For Shannon Bent and Taylor Odgers, moving was supposed to offer a fresh start. A new job in a new province had the two Victoria-based roommates packing up their lives on Vancouver Island into boxes in February.

The two friends were told it’d take four to six weeks for the movers to get their belongings from Victoria to Toronto. As of April, they’re still missing items like family heirlooms and important documents.

“It had been a full 10 days after the accident until they notified us of what was going on. They gave us an accident incident report number but no further information,” said Odgers.

Cargo Movers, the company they’d hired to move their personal items, had been involved in a fatal accident just a few hours outside Thunder Bay. Ontario Provincial Police are not releasing details on the victim.

“We are…suffering as a company,” Cargo Movers told CHEK News in a statement.

During the police investigation, the roommates say their belongings sat on the side of a snowy highway for 10 days, before some of their items were salvaged and stored outside at a nearby tow truck yard. Many priceless items though, were missing.
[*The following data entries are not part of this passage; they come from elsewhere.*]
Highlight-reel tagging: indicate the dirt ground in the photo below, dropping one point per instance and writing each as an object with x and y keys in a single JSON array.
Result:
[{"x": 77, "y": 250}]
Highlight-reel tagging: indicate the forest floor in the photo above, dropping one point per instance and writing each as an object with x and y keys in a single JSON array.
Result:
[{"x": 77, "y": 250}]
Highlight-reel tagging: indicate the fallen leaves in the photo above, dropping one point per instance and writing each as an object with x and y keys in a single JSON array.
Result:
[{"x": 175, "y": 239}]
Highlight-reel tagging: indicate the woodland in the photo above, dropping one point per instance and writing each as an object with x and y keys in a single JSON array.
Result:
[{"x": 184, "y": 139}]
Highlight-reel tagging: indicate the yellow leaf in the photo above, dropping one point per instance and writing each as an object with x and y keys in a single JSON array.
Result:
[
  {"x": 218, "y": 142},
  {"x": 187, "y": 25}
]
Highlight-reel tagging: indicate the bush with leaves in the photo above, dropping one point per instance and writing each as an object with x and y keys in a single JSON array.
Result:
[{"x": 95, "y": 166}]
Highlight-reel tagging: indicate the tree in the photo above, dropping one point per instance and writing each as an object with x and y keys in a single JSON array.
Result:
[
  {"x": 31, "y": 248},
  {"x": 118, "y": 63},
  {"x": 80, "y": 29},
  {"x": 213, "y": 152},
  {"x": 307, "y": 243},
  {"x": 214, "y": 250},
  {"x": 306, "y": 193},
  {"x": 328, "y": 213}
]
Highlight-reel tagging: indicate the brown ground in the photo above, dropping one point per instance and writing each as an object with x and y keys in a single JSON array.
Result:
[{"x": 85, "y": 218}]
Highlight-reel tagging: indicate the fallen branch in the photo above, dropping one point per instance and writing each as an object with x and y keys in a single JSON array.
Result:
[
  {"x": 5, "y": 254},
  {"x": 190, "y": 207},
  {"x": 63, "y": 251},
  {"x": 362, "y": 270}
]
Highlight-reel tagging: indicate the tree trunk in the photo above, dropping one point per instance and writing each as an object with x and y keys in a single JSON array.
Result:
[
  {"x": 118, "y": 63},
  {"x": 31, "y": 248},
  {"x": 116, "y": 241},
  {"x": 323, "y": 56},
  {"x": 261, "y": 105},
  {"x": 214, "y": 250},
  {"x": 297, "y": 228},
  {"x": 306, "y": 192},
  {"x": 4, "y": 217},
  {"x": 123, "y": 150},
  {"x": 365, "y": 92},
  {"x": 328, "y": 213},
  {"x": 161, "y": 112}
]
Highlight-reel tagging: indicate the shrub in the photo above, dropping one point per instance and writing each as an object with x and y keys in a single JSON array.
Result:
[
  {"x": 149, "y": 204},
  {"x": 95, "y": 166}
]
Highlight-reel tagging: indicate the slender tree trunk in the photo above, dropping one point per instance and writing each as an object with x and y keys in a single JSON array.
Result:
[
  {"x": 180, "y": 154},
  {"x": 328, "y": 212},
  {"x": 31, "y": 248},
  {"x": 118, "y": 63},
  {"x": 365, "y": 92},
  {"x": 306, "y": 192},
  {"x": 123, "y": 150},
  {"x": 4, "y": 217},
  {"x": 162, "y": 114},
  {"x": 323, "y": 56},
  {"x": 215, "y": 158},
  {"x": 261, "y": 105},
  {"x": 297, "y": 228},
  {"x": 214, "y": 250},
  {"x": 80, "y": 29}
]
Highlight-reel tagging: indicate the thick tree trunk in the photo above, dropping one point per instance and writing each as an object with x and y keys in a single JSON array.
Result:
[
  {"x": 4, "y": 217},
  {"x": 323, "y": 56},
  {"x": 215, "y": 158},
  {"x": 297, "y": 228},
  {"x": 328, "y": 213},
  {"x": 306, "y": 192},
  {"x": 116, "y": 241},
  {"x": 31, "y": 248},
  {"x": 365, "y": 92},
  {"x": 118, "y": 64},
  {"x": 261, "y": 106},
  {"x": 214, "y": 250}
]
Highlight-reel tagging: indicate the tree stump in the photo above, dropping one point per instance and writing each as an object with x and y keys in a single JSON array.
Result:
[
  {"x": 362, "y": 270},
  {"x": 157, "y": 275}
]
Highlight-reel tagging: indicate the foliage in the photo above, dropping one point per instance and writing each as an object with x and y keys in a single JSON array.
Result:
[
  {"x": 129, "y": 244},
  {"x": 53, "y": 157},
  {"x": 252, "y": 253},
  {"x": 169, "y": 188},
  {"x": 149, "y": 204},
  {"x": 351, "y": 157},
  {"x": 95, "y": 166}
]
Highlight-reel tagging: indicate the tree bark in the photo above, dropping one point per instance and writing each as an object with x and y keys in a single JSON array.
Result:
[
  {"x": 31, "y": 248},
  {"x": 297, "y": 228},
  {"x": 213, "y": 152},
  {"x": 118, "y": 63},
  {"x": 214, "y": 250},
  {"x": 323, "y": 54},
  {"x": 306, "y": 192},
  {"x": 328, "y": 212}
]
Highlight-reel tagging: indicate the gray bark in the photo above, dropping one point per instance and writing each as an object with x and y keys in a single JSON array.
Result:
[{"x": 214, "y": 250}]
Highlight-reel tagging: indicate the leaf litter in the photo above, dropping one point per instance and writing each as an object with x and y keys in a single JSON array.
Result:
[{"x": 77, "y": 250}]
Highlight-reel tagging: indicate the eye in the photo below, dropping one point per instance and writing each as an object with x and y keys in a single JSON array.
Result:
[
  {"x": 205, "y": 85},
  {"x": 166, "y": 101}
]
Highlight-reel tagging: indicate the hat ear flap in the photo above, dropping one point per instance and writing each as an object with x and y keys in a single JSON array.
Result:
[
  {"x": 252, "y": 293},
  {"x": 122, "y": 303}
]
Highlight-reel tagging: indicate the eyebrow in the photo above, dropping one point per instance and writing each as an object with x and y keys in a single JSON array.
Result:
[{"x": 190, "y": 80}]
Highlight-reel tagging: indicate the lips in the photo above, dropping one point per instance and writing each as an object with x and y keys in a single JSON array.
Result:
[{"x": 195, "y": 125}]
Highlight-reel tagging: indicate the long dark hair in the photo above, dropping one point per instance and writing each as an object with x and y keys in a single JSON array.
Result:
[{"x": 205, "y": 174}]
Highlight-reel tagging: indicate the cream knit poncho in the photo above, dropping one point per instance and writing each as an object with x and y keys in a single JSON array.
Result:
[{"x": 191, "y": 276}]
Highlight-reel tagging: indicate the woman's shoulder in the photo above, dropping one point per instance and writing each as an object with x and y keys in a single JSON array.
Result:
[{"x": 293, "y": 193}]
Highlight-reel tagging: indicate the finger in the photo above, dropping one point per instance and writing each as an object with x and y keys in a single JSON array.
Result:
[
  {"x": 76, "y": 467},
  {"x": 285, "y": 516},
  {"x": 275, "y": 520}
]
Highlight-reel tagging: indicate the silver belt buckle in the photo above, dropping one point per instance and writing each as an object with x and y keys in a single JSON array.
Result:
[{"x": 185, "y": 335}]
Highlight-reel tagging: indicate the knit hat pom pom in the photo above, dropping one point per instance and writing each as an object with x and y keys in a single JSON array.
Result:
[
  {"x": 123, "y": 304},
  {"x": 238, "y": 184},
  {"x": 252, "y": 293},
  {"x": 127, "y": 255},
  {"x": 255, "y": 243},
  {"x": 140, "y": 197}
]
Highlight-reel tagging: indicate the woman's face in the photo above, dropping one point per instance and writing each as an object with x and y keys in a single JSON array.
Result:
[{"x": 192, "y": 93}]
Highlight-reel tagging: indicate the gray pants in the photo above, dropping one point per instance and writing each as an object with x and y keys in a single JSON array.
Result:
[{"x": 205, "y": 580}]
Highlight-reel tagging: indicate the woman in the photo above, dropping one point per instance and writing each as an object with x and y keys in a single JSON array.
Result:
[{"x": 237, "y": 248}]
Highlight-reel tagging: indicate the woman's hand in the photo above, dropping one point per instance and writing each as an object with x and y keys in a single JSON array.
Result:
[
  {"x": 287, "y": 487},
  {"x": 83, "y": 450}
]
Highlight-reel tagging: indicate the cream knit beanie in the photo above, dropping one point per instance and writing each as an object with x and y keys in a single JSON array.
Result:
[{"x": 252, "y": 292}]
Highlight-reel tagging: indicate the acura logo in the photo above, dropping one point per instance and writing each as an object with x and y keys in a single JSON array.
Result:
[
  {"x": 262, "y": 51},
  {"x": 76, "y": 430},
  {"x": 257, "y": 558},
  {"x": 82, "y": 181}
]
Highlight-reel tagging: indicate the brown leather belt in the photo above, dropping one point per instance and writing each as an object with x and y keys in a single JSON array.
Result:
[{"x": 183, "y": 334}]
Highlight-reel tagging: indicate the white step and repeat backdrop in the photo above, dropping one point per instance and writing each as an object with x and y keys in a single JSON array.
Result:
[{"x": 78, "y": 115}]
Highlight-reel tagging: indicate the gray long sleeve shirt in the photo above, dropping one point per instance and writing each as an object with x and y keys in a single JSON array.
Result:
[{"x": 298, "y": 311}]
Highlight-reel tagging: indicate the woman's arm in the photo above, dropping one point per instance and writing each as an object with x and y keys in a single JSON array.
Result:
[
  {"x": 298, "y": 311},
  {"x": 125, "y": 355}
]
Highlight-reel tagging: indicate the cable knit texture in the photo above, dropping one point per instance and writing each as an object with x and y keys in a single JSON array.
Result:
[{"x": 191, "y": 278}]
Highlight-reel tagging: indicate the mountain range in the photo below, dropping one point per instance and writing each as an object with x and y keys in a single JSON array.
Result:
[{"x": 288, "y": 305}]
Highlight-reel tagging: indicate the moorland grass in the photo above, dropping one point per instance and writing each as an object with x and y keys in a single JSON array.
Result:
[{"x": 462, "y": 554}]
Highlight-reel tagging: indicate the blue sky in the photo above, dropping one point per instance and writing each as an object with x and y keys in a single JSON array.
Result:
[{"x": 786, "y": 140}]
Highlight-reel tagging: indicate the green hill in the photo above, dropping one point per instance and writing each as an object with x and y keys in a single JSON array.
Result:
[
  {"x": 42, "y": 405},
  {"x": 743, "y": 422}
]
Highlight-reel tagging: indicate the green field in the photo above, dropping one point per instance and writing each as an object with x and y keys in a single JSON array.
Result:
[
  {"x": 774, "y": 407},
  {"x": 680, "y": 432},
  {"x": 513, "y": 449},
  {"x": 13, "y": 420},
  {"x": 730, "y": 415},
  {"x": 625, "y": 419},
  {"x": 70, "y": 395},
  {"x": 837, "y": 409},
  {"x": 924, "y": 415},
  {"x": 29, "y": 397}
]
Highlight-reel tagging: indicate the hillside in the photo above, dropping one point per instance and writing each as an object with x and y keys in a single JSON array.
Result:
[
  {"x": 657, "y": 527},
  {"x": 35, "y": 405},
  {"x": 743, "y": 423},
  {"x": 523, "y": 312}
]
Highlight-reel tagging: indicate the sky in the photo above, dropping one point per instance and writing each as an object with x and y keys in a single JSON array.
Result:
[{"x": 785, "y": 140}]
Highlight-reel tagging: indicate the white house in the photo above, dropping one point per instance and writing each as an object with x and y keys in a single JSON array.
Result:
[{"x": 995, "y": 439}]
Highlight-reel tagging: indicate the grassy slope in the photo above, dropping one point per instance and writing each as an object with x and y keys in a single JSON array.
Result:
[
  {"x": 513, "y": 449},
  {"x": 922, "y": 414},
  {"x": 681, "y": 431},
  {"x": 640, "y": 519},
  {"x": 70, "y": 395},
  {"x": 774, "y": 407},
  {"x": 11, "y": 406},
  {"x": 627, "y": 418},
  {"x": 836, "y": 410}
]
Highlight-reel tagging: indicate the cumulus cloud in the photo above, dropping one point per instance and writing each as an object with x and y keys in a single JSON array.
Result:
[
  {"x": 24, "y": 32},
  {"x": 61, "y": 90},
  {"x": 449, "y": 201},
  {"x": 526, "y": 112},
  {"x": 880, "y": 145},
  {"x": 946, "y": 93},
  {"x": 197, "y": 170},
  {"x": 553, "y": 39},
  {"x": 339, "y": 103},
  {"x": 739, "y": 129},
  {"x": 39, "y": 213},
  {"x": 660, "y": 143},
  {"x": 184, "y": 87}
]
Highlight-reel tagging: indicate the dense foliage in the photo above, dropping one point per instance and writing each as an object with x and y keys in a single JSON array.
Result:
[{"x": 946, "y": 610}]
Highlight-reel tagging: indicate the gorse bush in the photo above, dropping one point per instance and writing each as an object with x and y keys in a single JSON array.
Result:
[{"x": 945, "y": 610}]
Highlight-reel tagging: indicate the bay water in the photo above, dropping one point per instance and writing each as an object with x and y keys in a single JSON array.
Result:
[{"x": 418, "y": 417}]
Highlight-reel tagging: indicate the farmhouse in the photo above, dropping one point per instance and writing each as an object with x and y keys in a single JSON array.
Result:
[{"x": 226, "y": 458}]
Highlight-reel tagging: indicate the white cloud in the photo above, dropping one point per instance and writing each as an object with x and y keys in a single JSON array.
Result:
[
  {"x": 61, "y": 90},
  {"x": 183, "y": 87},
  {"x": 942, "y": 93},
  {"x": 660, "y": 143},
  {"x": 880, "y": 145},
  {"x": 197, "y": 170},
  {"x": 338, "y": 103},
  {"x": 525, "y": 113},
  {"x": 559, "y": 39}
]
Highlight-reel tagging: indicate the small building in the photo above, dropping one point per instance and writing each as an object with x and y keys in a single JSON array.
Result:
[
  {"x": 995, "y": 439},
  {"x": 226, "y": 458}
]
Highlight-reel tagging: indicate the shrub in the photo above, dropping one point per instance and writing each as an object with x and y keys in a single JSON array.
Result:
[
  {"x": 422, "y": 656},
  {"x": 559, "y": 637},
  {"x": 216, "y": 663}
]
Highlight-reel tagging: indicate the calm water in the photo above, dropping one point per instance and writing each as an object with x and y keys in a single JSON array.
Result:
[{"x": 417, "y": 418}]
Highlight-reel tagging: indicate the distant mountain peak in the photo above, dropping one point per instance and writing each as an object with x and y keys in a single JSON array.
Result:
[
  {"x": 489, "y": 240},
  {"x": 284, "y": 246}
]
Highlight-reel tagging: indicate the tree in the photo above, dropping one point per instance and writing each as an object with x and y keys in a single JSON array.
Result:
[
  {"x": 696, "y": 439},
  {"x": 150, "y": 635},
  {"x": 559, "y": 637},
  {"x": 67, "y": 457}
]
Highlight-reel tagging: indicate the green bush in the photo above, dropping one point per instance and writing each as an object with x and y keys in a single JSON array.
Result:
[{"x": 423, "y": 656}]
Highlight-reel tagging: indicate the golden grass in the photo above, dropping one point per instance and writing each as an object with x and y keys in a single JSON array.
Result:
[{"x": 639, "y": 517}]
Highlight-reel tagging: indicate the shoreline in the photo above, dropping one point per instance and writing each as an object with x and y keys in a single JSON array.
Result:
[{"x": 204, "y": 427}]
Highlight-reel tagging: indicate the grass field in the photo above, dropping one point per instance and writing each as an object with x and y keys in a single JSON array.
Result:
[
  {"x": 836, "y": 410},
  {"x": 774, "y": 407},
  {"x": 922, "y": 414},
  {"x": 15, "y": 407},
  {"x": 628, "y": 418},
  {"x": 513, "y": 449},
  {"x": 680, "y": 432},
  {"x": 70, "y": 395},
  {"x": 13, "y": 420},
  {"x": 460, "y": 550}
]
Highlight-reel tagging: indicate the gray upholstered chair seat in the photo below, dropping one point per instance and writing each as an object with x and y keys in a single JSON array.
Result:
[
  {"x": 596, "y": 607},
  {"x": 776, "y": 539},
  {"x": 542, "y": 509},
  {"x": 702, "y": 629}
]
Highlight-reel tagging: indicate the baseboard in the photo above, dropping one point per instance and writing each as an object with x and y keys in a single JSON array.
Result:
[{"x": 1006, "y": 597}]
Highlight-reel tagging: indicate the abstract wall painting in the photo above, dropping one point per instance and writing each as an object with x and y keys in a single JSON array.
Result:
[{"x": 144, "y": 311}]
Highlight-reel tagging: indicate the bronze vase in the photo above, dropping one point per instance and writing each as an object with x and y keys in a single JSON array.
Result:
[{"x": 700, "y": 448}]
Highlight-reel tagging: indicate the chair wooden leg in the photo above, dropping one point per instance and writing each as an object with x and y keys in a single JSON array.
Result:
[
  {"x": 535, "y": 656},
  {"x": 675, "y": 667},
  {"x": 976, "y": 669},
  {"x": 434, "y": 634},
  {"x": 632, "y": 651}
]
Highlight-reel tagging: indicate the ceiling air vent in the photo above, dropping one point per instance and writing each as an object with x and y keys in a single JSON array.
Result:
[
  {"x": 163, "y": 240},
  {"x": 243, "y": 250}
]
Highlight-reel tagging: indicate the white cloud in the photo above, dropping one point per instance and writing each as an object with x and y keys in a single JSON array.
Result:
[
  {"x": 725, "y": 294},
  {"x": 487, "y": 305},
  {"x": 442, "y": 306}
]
“My baby blanket, like a quilt that my grandma knitted me, family photos, all our legal documents,” said Bent. “I know Taylor had her birth certificate and her social insurance card. I had mine as well.”

They estimate the value of their belongings totals around $200,000. Odgers and Bent signed a standard insurance policy, but they’re told it doesn’t cover missing or damaged items. When they asked the company for a refund, they say the company declined, saying the move was 95 per cent completed.

“They’re not taking a lot of accountability for it, or even communicating it with us, or giving us a straight answer,” said Odgers.

Albertan-based Cargo Movers didn’t answer any of CHEK News’ questions, instead telling us in an email they didn’t believe CHEK has any “jurisdiction covering this” and that “Future communication…will be ignored.”

For Bent and Odgers it’s an extremely difficult situation: trying to navigate compensation in the midst of a tragedy.

With their belongings gone they don’t know what the future holds but they do know they want to warn others about purchasing proper insurance, especially when it’s for coverage of everything you own.